Accedi oppure registrati

Articoli | 29 Febbraio 2012 | Autore: Stefania Antonelli

Coopar promuove la strategia di gruppo

Immagine di apertura Il meeting Coopar dello scorso dicembre ha ribadito l’importanza della formazione professionale e delle sinergie tra gli attori della filiera, per affrontare un mercato che, nonostante le attuali difficoltà, offre ancora delle opportunità.

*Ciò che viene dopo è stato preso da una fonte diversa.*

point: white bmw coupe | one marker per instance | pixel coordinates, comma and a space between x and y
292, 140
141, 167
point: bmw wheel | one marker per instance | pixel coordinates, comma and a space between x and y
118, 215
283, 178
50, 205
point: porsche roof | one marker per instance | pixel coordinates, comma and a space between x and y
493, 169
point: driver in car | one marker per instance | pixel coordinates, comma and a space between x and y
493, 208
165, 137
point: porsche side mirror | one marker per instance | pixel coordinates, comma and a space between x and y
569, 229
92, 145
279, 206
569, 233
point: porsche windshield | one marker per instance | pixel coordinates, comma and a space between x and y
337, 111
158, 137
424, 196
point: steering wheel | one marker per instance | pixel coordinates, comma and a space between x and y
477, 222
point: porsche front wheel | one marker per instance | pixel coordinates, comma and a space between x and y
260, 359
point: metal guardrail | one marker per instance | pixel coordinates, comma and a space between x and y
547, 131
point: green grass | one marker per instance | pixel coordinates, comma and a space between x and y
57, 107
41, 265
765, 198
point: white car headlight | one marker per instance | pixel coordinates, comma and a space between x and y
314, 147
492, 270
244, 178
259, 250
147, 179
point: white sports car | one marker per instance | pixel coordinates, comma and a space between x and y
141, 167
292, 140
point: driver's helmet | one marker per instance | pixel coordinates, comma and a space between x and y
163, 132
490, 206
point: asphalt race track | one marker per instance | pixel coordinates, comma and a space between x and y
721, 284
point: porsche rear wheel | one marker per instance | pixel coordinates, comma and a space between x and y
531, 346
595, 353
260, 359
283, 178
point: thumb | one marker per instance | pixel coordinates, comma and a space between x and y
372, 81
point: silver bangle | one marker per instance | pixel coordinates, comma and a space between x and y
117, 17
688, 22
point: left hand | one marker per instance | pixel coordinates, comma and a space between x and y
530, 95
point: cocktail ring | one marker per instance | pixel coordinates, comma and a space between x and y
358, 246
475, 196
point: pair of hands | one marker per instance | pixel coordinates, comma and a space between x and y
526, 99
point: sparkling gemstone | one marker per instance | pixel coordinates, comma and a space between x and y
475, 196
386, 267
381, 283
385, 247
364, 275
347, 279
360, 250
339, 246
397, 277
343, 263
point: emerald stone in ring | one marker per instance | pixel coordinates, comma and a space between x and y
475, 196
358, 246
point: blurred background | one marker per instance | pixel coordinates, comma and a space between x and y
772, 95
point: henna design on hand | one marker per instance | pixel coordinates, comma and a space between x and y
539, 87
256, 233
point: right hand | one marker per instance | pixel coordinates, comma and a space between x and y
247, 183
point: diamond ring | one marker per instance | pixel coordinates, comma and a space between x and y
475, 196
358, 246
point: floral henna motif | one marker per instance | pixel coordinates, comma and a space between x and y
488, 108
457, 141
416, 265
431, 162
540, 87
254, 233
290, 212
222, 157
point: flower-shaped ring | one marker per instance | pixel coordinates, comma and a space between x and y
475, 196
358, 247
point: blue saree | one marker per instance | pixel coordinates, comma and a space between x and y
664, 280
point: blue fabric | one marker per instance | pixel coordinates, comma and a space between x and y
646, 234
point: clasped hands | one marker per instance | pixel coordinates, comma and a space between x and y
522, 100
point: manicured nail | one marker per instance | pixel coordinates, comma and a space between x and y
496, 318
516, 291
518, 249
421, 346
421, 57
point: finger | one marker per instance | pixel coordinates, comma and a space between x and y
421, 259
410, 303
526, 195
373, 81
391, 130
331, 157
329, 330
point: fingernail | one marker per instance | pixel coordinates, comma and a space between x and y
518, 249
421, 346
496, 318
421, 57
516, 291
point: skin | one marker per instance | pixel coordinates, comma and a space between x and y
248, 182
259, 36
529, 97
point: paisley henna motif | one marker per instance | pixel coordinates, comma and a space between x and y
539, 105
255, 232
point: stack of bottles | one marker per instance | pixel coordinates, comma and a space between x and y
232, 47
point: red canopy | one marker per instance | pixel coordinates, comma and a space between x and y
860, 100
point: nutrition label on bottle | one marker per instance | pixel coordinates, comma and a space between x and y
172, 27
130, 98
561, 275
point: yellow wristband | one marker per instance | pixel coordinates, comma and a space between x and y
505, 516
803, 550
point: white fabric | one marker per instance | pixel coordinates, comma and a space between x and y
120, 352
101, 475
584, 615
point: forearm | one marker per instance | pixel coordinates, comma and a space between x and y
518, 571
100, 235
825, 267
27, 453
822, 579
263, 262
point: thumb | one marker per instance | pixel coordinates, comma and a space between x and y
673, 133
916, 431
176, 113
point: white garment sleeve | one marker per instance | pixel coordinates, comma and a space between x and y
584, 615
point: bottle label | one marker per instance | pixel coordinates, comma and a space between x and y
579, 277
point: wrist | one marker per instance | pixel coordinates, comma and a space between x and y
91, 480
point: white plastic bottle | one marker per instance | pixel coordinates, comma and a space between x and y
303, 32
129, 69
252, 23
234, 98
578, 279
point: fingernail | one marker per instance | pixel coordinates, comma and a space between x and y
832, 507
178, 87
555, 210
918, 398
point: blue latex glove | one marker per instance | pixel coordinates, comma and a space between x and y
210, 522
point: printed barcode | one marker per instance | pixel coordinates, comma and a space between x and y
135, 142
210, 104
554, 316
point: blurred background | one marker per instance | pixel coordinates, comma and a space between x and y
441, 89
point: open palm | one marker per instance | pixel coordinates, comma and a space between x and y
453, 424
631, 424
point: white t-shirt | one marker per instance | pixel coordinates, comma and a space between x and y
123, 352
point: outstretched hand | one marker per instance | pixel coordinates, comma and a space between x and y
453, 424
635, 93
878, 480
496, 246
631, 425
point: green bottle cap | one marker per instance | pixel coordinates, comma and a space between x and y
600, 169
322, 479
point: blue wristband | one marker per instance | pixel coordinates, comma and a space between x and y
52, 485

Si è tenuto lo scorso 10 dicembre un importante evento del mercato dell'aftermarket nel sud Italia: il meeting Coopar 2011.
Organizzato a Bari dal Consorzio Autoricambisti di Puglia e Basilicata, tale evento ha avuto tra gli ospiti alcuni dei nomi più autorevoli del settore, oltre a vantare una partecipazione massiccia di ricambisti e meccanici, spinti dalla necessità di trovare risposte e progetti nuovi per ripensare il futuro del mercato dell’autoriparazione.
Ma per poter immaginare iniziative e modi di operare nel futuro, si deve prima capire quali sono oggi le difficoltà e le opportunità del mercato.
Durante l’incontro è stato sottolineato come la crisi sia ormai ogni giorno più tragica, perché dalla finanza si è spostata sui cittadini. Gli stili di vita comuni saranno destinati a cambiare, lasciando sul campo eccessi e acquisti insensati. Il consumatore di domani sarà più attento e cosciente, sceglierà i propri fornitori con estrema cura e richiederà più professionalità ed economicità. Coopar si è dichiarata pronta per raccogliere questa sfida rinnovando la propria vocazione di cooperazione. Ma come orientarsi per il futuro?
Il motivo per cui il meeting è stato organizzato è proprio questo: rispondere ad alcune delle domande che quotidianamente ci si pone quando si alza la serranda del proprio magazzino o della propria officina.
Che succede intorno a noi? Quali sono le direzioni di marcia indicate dal mercato? Può il mercato dell’autoriparazione indipendente continuare a essere autonomo e soprattutto può riuscire a sopravvivere? Quali sono i referenti con cui dialogare e decidere strategie di sviluppo? Possiamo farcela da soli o dobbiamo delegare un po’ della nostra autonomia? Possiamo ancora produrre reddito da questo mercato?
Alle domande hanno risposto alcuni dei principali esperti di settore, che nei loro interventi hanno fornito dati e fotografie molto esaustivi del mercato. Vediamone un breve riassunto.
Tommaso De Matteis, presidente di Coopar, ha parlato dell’importanza della formazione professionale, della qualificazione degli operatori e della riqualificazione della catena distributiva che porta il ricambio dal produttore al consumatore.
Maurizio Caprino, giornalista de Il Sole 24 Ore, perspicace osservatore ed esperto del mercato automobilistico, ha spiegato la nuova fase della normativa B.E.R. (o Regolamento Monti), che offrirà ancora più vantaggi e aperture di mercato per gli operatori indipendenti, ma che renderà più agguerrite case madri e grandi concessionarie.
Mario Turco, responsabile della Confederazione Nazionale degli Artigiani per il settore auto, ha affrontato il tema delle grandi organizzazioni, fornendo dei dati importanti sullo stato di salute del mercato.
Giovanni Merchic, coordinatore della CNA Regionale settore autoriparazione e grande esperto di consorzi, ha sottolineato quanto oggi sia fondamentale unirsi e fare gruppo, per creare sinergie vincenti.
Pierpaolo Melfi, infine, responsabile della rete Oncar, ha esposto i programmi futuri del nework e del consorzio Coopar.
Il meeting è stato un grande successo, così come grande l’interesse suscitato dai temi trattati. L’appuntamento è per il 2012, per un nuovo incontro ricco di riflessioni e spunti per il futuro.